BOB: Maybe it's his good looks.
CAMERON: Tom Cruise is 5 foot 7!
ALICE: Bob, everybody knows that.
CAMERON: But you're all sitting here acting like Tom Cruise is a real Navy fighter pilot. He's not!
ALICE: I realize that.
CAMERON: Because I reminded you.
BOB [standing up]: I'm going for some popcorn.
CAMERON: People who understand the details of moving-picture technology have an obligation to inform the public about its dangers.
ALICE: I hate to say this, and I'm not sure, but I heard --
ALICE: That Tom Cruise has a pilot's license. Not to fly fighter jets, obviously.
CAMERON: He's an actor! He's pretending!
ALICE: But I also heard, well, that he studied with fighter pilots while making the movie.
CAMERON: Look, is he in the Navy?
CAMERON: Is Tom Cruise a member of the United States naval forces?
CAMERON: Is he simulating a member of the US Navy?
CAMERON: Right, he's an actor.
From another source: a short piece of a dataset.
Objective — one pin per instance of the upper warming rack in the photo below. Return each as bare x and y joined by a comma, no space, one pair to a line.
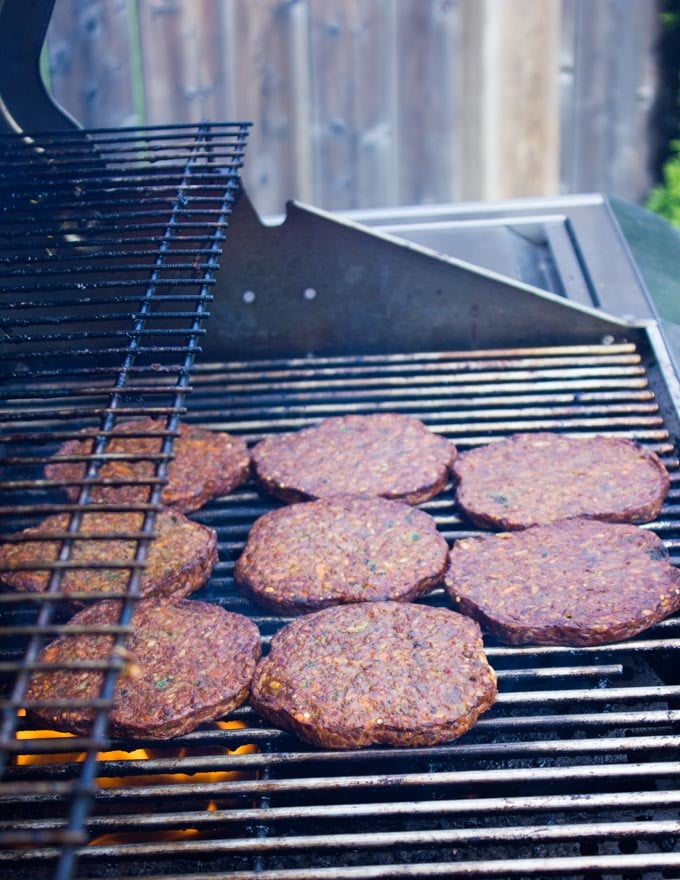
109,241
It's fake.
[BOB returns with two bags of popcorn.]
BOB: Is the intermission over yet?
ALICE: Probably not?
BOB: I can't wait to tell my grandkids that movies used to have intermissions.
CAMERON: We are not restarting this dangerous moving picture until the public understands the implications of this technology. Did you click a box saying you were willing to suspend your disbelief today?
[BOB fishes for his ticket stub]
CAMERON: You did not. Young people like you are especially at risk. If young people think "Top Gun: Maverick" is real, they are more likely to enlist in the US Navy, a murderous organization responsible for millions of deaths. This is not hypothetical. It already happened --
ALICE: With the original "Top Gun" movie!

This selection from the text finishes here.